DjMeis1 RNAi inhibited the reconstruction of posterior poles. (A) The images of CNS (stained with anti-synapsin) in trunk and tail fragments. DjMeis1 RNAi planarians (10/10) did not regenerate VNC posteriorly (white arrows). (B) DjMeis1 RNAi planarians did not regenerate (3/10) pharynx or regenerated incomplete pharynx (7/10), as indicated by mhc-1 WISH (red arrows) in head fragments. (C) Whole-mount ISH for fz4 in trunk fragments. DjMeis1 RNAi planarians (10/10) did not express fz4 (red boxes) in posterior blastema. (D) Whole-mount ISH for Djwnt1 in newly regenerated posterior blastema of trunk fragments. DjMeis1 RNAi suppressed the Djwnt1 expression at both 24 and 96 h after amputation (white boxes and yellow arrows). (E) The expression pattern of Djwnt11-2 in newly regenerated posterior blastema of trunk fragments by WISH. DjMeis1 RNAi planarians failed to express Djwnt11-2 at 96 h after amputation (yellow boxes).

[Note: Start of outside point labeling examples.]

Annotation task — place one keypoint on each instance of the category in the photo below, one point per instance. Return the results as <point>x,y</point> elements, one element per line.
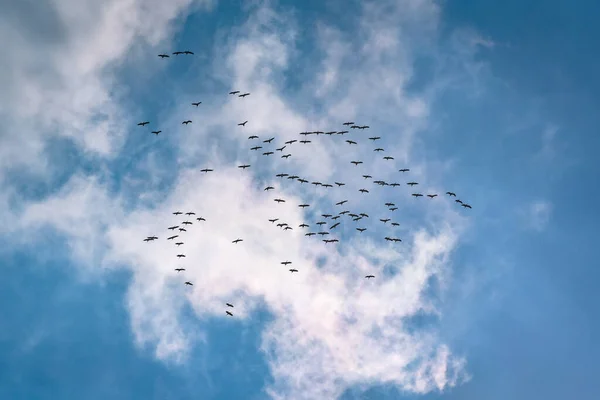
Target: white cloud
<point>537,215</point>
<point>332,328</point>
<point>57,76</point>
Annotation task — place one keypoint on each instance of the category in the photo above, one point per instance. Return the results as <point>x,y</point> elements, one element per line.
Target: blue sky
<point>496,102</point>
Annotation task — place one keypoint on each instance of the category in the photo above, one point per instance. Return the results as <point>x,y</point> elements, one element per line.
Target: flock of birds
<point>332,217</point>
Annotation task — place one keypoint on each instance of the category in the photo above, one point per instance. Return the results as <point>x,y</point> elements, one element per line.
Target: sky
<point>496,102</point>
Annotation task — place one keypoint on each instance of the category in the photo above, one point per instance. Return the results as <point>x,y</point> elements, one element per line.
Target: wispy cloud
<point>332,329</point>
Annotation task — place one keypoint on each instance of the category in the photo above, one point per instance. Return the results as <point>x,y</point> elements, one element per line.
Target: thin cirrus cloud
<point>332,328</point>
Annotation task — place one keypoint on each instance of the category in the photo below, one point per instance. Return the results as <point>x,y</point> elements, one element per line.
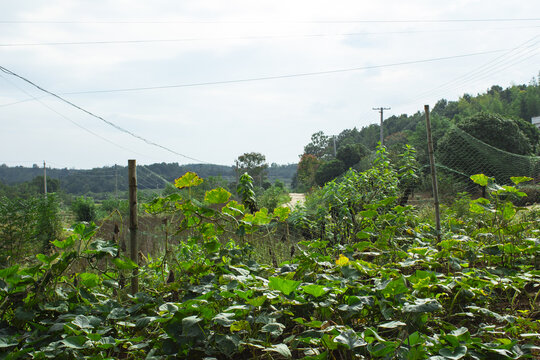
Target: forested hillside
<point>499,118</point>
<point>29,180</point>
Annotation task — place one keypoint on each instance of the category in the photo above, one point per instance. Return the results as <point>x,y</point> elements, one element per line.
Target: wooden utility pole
<point>44,178</point>
<point>115,182</point>
<point>433,174</point>
<point>133,224</point>
<point>381,110</point>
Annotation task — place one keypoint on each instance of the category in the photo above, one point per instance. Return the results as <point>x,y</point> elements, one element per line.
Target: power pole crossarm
<point>381,110</point>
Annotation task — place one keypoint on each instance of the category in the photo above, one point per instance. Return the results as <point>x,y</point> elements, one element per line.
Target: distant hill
<point>112,178</point>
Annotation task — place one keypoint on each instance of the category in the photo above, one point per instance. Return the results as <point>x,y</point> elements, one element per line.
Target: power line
<point>262,37</point>
<point>9,72</point>
<point>350,21</point>
<point>286,76</point>
<point>485,69</point>
<point>70,120</point>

Scale bars: 400 μm.

Figure 5

β-catenin/DjMeis1 RNAi caused anteriorization of posterior poles in planarians. (A) Head fragments of β-catenin RNAi planarians (10/10) regenerated another head with a pair of eyes (red arrows) from posterior blastema. β-catenin/DjMeis1 RNAi planarians (10/10) regenerated eyeless heads (yellow arrows) from posterior blastema. (B) The expression pattern of sFRP1 (white boxes) in head fragments by WISH. sFRP1 was observed in both anterior and posterior blastema of β-catenin RNAi (10/10) and β-catenin/DjMeis1 RNAi planarians (10/10). (C) The images of CNS (labeled with PC2) in head fragments. Another pair of brain nerves (red boxes) were observed in posterior blastema of DjMeis1/β-catenin RNAi and β-catenin RNAi (10/10) planarians. (D) The regeneration of mature eye cells (labeled with opsin) in head fragments. Only β-catenin RNAi planarians (10/10) expressed opsin (green arrows) in posterior blastema. Scale bars: 400 μm.

Figure 6

Summary of DjMeis1 functions on regeneration. (A) DjMeis1 is required for the proper reconstruction of VNC and eye regeneration. (B) The model of Meis1 regulates the eye regeneration. (C) DjMeis1 is required for the Djwnt1 and Djwnt11-2 expression. (D) The model of Meis1 functions on posterior regeneration.